É aí também que o Batman se assemelha ao Diabo¹. O Diabo não é uma figura tão simples como muitos pensam. Ele não representa simplesmente o Mal. No Novo Testamento, de fato, ele é o Mau, com "u". A oração "mas livrai-nos do mal" seria melhor traduzida como "livrai-nos do mau", pois a palavra grega é poneron, um substantivo que representa uma pessoa maligna. Livrai-nos do maligno, que, no caso, é o Diabo.
Na teologia, porém, a figura do Diabo foi ganhando diversas camadas de simbolismo.
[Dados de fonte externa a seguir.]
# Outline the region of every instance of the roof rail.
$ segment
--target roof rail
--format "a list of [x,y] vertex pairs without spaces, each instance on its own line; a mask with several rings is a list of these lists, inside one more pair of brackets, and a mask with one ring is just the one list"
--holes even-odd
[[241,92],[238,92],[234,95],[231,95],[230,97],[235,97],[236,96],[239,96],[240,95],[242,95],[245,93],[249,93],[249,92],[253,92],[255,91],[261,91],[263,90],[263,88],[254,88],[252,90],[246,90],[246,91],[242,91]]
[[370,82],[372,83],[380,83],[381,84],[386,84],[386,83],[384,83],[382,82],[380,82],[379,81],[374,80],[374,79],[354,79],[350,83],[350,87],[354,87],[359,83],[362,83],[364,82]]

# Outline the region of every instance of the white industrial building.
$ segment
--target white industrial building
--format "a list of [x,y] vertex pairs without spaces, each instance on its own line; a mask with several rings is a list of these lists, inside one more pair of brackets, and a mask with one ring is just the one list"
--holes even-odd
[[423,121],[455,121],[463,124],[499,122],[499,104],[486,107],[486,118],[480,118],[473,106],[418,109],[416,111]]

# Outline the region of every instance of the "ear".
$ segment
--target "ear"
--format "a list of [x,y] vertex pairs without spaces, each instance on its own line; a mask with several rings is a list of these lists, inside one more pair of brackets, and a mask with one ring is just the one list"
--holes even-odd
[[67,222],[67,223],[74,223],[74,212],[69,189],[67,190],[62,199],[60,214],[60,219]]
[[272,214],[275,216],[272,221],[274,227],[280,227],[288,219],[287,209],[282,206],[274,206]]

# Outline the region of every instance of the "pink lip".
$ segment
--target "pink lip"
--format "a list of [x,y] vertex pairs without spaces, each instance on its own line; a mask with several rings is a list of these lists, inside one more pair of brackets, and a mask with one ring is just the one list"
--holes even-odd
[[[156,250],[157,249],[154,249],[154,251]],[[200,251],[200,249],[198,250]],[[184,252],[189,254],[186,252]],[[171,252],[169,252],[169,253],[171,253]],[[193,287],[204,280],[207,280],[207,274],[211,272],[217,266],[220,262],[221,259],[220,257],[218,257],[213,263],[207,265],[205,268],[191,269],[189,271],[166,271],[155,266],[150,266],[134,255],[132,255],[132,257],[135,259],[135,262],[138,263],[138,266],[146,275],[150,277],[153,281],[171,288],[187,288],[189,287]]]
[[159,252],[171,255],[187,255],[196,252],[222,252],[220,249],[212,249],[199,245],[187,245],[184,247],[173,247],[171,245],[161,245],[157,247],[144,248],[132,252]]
Com base no Antigo Testamento, onde o Diabo foi chamado de Satan no livro de Jó (o opositor, o adversário) e Hillel em Isaías (a estrela da manhã, que, na versão latina da Vulgata, virou Lucifer), desenvolveu-se a ideia de um ser a princípio angelical, um querubim belo e poderoso criado por Deus, que se rebelou.
Destarte, além de ser a essência da maldade e da desgraça do mundo, o Diabo também se tornou um anti-Deus, uma espécie de conspirador que pretende tomar o lugar de Deus, ser adorado e estabelecer um novo sistema no mundo, subvertendo a ordem original.
Assim ele aparece no jardim do Éden como uma serpente tentando recrutar Adão e Eva para a sua ideologia, provocando o pecado original e, a partir daí, dividindo a civilização humana em uma eterna luta entre os devotos de Deus e os devotos do Diabo.
Tá, mas onde entra o Batman nisso? Então, acontece que ao longo da Idade Média a figura do Diabo ganhou ainda outro significado: ele se tornou o Punidor, o carrasco que reina no inferno e se encarrega de castigar os pecadores que para lá são enviados. Ou seja, Deus é o juiz, mas quem executa a pena é o Diabo.
Na Divina Comédia, Dante então organizou esta teologia popular, folclórica, dando-lhe ares épicos. Assim surgiu um inferno organizadíssimo, com vários círculos, vários departamentos dedicados a punir diferentes tipos de pecadores. O "gerente" desta instituição é o Diabo.
É aí que entra o Batman. Ele é o Diabo em seu aspecto punidor. Inclusive o design do personagem sugere a imagem de um ser demoníaco. Ele é um morcego, veste-se de preto, tem "chifrinhos", vaga na noite, o horário das trevas. Ele contrasta com o Superman, que todos sabem que é um evidente arquétipo de Jesus e que vaga durante o dia, alimentando-se da energia solar. Superman é luz e Batman é trevas. Superman é esperança e Batman é justiça.
Notas:
1: Vale notar também que, por volta do renascimento e especialmente na era moderna, o Diabo ainda ganhou mais um aspecto, que o assemelha ao grego Prometeu: ele é o libertador da humanidade no sentido de promover a sua maioridade, de levar a civilização a superar o governo dos deuses e seguir seu próprio caminho. É assim que surgiu o luciferianismo, adotando Lúcifer como o principal nome do Diabo, uma vez que ele significa "Portador de luz", no caso, a luz da razão.
E ainda há muitos outros seres relacionados ao Diabo: pessoas desencarnadas que se tornaram espíritos obsessivos, criaturas extradimensionais que são bestas-feras sem qualquer sentimento de bondade, até alienígenas reptilianos são, por algumas pessoas, identificados com o Diabo. Todos estes tipos de Diabo, porém, não vêm ao caso aqui.